As I said, that is not my problem. My problem is that this production makes Jane Austen a bitter woman who constantly felt sorry for what she was, for what she believed in (i.e. not marrying without affection). No, she didn’t regret NOT marrying Bigg-Wither. She regretted that she could not provide a secure income for her sister and mother, and hence would leave them poor and destitute when she died. Perhaps her regret happened because at that time Henry Austen’s bank collapsed, Edward Austen faced a law case, and Jane herself was getting ill, with not enough money for medical attention &c. Okay, I might be able to accept that, based on the movie’s storyline.

But did Jane Austen truly regret? Guaranteed, at any points of our lives we do regret. Then we contemplate again and again, and arrived at the conclusion that – despite whatever that would happen – we did not regret taking that action. Because if we took another course, the consequence would be worse, or our pride or faith would have been compromised.

Alas, I don’t have my hardcopy of JA letters here to check her last letters. But if my memory serves me right, I did not detect any regrets in her last letters. She accepted her illness and imminent death with grace and courage I hope I will have when I face my own end. She fell asleep on Cassandra’s lap and left this world peacefully, like an innocent child. She did not regret her decisions in life, the way Tom Lefroy did not regret his.

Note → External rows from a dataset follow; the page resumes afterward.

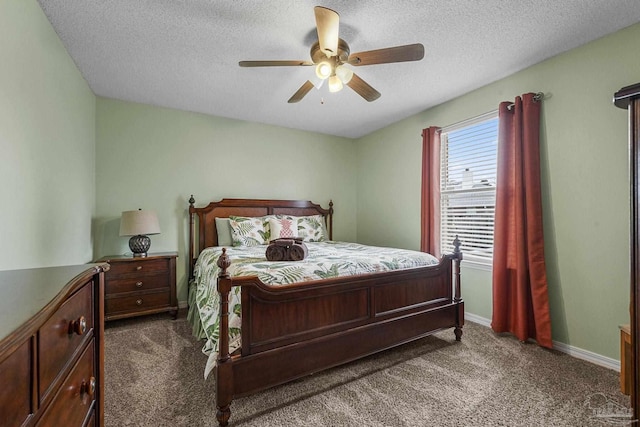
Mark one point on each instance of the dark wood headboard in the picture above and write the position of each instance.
(206, 234)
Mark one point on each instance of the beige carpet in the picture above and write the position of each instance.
(154, 368)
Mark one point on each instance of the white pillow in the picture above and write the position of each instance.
(248, 231)
(223, 229)
(283, 227)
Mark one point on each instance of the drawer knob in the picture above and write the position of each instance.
(78, 326)
(88, 387)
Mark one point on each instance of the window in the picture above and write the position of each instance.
(468, 162)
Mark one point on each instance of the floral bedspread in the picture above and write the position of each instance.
(325, 260)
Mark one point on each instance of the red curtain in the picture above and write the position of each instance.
(430, 209)
(520, 298)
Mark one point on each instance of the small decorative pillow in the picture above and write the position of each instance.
(312, 228)
(284, 227)
(248, 231)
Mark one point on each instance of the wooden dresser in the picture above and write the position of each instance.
(52, 346)
(139, 286)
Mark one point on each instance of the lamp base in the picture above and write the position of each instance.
(139, 245)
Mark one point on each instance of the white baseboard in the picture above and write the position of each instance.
(576, 352)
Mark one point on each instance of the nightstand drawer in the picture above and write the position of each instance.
(140, 266)
(62, 335)
(137, 303)
(15, 392)
(75, 398)
(140, 283)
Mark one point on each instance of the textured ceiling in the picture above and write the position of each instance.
(184, 54)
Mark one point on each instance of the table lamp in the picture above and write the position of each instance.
(138, 224)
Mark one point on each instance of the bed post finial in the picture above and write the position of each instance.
(224, 262)
(456, 246)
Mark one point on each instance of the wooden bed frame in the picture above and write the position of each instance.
(291, 331)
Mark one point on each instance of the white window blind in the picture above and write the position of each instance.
(468, 162)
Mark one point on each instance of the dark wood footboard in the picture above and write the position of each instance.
(295, 330)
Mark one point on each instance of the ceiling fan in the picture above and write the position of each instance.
(331, 56)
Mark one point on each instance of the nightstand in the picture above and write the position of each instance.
(139, 286)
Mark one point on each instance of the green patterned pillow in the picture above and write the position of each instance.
(310, 228)
(249, 231)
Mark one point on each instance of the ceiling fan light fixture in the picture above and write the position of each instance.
(344, 73)
(323, 70)
(335, 84)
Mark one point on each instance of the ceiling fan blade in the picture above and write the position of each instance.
(273, 63)
(410, 52)
(300, 93)
(363, 88)
(327, 24)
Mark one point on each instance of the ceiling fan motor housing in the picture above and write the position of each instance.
(317, 55)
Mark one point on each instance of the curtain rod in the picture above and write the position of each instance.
(539, 96)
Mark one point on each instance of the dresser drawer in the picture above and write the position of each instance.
(62, 336)
(15, 399)
(142, 266)
(137, 303)
(141, 283)
(75, 399)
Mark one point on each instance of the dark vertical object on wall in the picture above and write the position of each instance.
(629, 98)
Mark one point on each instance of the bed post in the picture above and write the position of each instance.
(223, 369)
(191, 241)
(457, 299)
(330, 219)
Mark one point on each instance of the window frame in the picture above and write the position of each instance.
(471, 260)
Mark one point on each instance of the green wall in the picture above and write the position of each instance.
(47, 145)
(155, 158)
(584, 178)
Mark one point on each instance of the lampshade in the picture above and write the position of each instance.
(138, 224)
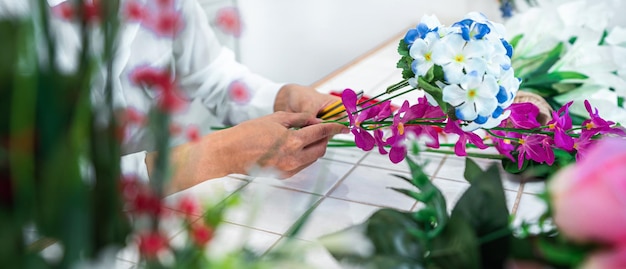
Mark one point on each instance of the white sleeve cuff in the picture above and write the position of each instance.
(135, 165)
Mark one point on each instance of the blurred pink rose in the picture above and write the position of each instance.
(606, 259)
(590, 197)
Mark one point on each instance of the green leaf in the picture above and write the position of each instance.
(551, 78)
(456, 246)
(389, 231)
(434, 91)
(483, 206)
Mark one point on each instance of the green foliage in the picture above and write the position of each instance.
(405, 60)
(483, 206)
(532, 169)
(475, 235)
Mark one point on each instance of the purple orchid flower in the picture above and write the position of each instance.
(524, 115)
(403, 115)
(582, 144)
(505, 146)
(452, 127)
(596, 124)
(400, 128)
(362, 138)
(560, 124)
(536, 147)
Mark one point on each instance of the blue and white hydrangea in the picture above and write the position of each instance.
(478, 80)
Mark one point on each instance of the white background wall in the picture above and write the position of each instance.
(304, 40)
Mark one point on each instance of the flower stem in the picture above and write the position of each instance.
(469, 154)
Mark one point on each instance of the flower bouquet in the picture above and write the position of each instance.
(61, 186)
(577, 54)
(469, 90)
(469, 84)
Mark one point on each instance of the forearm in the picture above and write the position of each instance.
(195, 162)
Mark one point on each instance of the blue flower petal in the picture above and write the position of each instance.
(464, 23)
(481, 119)
(482, 30)
(459, 114)
(502, 95)
(422, 30)
(465, 33)
(508, 47)
(410, 36)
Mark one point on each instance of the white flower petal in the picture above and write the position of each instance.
(454, 95)
(476, 49)
(467, 110)
(485, 105)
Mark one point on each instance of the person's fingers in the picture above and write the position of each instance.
(313, 133)
(297, 120)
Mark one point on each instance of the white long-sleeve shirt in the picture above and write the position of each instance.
(204, 70)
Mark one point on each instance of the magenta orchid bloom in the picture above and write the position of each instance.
(596, 124)
(505, 146)
(362, 138)
(560, 124)
(536, 147)
(452, 127)
(524, 115)
(582, 145)
(398, 148)
(400, 128)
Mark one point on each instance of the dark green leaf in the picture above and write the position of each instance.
(456, 246)
(483, 206)
(551, 78)
(434, 91)
(394, 245)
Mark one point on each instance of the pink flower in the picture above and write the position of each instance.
(401, 127)
(151, 244)
(596, 124)
(536, 147)
(582, 144)
(606, 259)
(229, 21)
(67, 11)
(134, 11)
(560, 124)
(589, 198)
(362, 138)
(201, 234)
(452, 127)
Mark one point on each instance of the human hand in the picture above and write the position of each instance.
(287, 142)
(302, 99)
(272, 141)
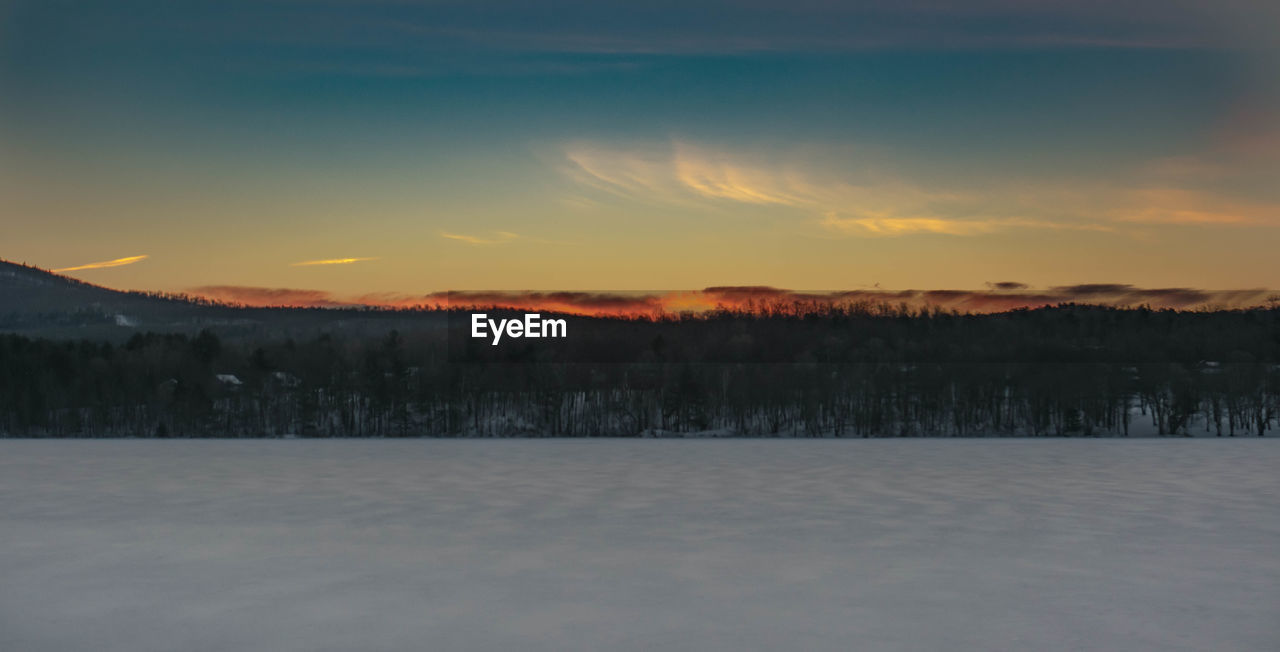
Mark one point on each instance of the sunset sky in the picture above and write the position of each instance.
(417, 146)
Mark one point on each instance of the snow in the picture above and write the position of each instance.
(961, 545)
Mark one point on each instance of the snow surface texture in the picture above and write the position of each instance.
(607, 545)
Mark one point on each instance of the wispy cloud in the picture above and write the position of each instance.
(499, 237)
(268, 296)
(758, 299)
(869, 201)
(117, 263)
(330, 261)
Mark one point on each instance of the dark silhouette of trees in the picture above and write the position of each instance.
(782, 370)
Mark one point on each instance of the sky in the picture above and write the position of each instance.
(405, 147)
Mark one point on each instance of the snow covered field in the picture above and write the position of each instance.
(979, 545)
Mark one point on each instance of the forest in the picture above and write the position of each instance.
(781, 372)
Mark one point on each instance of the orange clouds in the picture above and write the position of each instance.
(265, 297)
(330, 261)
(117, 263)
(755, 299)
(865, 200)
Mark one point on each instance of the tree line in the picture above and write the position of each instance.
(1073, 370)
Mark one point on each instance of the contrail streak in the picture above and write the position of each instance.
(115, 263)
(332, 261)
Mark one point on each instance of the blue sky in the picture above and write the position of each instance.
(641, 145)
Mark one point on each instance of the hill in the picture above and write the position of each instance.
(39, 302)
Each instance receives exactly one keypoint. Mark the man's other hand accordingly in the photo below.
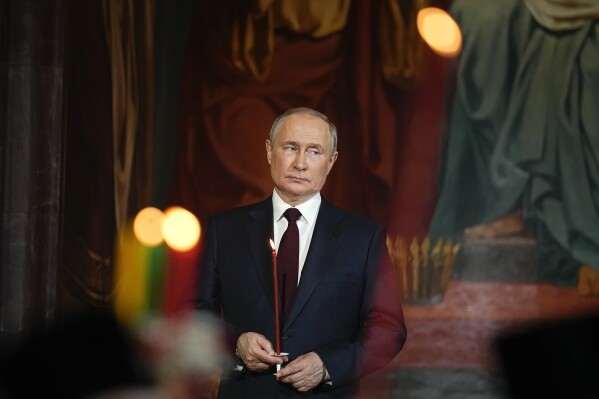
(304, 373)
(256, 352)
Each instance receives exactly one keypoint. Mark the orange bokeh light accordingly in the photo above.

And, Tom Lefroy aside, was that awareness present in the MAR? That Jane Austen was a woman of pride and faith, a strong woman that believes in herself, in her chosen path, no matter how bitter, rocky and thorny it was? True, granted, she would fell into despair now and then, only to be reminded again of her decisions and faith in herself, and she would definitely sprung up to life again, embracing her disappointments and sadness, to be a better person. NOT a bitter person.

That is not the Jane Austen I saw at the end of MAR. I saw a regretful and bitter Jane Austen who kept hurting herself with her despair. I don’t say that the movie should not show her downfall and sadness; nay, those made her more humane. But must the movie end Jane’s scene with her crying, wailing at the backyard for her demise? Can’t it end gracefully with her accepting all her contradictions and making peace with her past? That true, it hurt, but life must move on, and Jane herself moved on too?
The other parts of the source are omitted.